The general counsel, in his brief in support of the intermediate report, noted this variance between the complaint and the relief recommended against the union, but stated that this was in his view unobjectionable. Local 30 took no exception to the intermediate report and even now makes no claim that it could have produced any defense in the cases of Zito and Baurhenn. Indeed, the union does not contest the finding that all seven men were discharged on the same day for the same improper reason. It was not until six months after the Board’s decision adopting the trial examiner’s recommendations that Local 30 moved to have the Board rescind its back pay order as to Zito and Baurhenn. Then and now the only reason urged for such action was and is the failure of the complaint formally to name these men as victims of the union’s wrongdoing. The Board denied the motion.

We think the Board’s action was entirely justified. Throughout the administrative proceeding it was made clear that the unfair labor practice charged against Local 30 was its conduct in causing the employer to require all employees transferred to the new Irwin terminal to join Local 30 before March 3rd on penalty of discharge. It was this coercion which resulted in discrimination against all who were discharged for failure to join Local 30. With the wrong thus specified, the membership of the injured class was well defined and peculiarly within the knowledge of the union. When the trial examiner recommended that liability be imposed on the union to reimburse all seven of the discharged employees, the union was put on notice to challenge the propriety of such recommended relief before the Board and to assert any defense it had in the case of any of the seven. It failed to take such action. This, therefore, is an especially appropriate case for following the decisions in this and other circuits which have enforced orders awarding reinstatement and back pay to employees not named in a complaint but found to have been victims of unfair labor practices described in the complaint and proved before the Board. Berkshire Knitting Mills v. N. L. R. B., 3 Cir., 1943, 139 F.2d 134, certiorari denied 1944, 322 U.S. 747, 64 S.Ct. 1158, 88 L.Ed. 1579; Republic Steel Corp. v. N. L. R. B., 3 Cir., 1939, 107 F.2d 472, modified as to another point 1940, 311 U.S. 7, 61 S.Ct. 77, 85 L.Ed. 6; N. L. R. B. v. Knickerbocker Plastic Co., 9 Cir., 1955, 218 F.2d 917; Stewart Die Casting Corp. v. N. L. R. B., 7 Cir., 1940, 114 F.2d 849, certiorari denied 1941, 312 U.S. 680, 61 S.Ct. 449, 85 L.Ed. 1119.

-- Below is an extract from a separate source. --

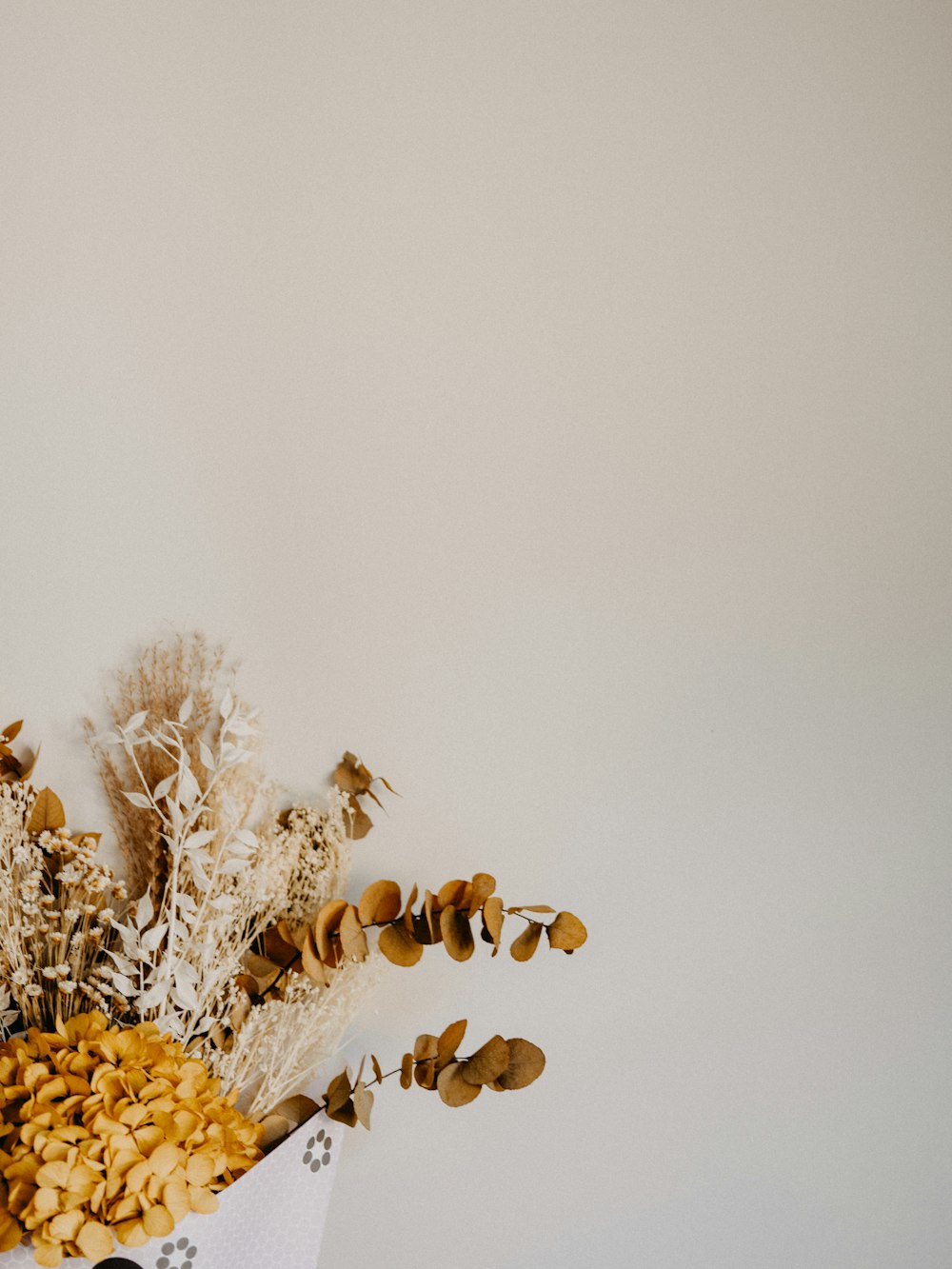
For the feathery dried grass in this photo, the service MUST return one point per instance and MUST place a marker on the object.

We are satisfied that the Board’s decision is in all respects proper. The order of the Board will be enforced.

. In view of our disposition of the case we need not inquire into “the effective date” of the agreement between Midwest and Local 30. If we had inquired and found that date to be later than February 10, 1958, then, of course, these employees would have been protected from discriminatory discharge by the alternative condition in the proviso to Section 8 (a) (3) for the thirty days following such later date.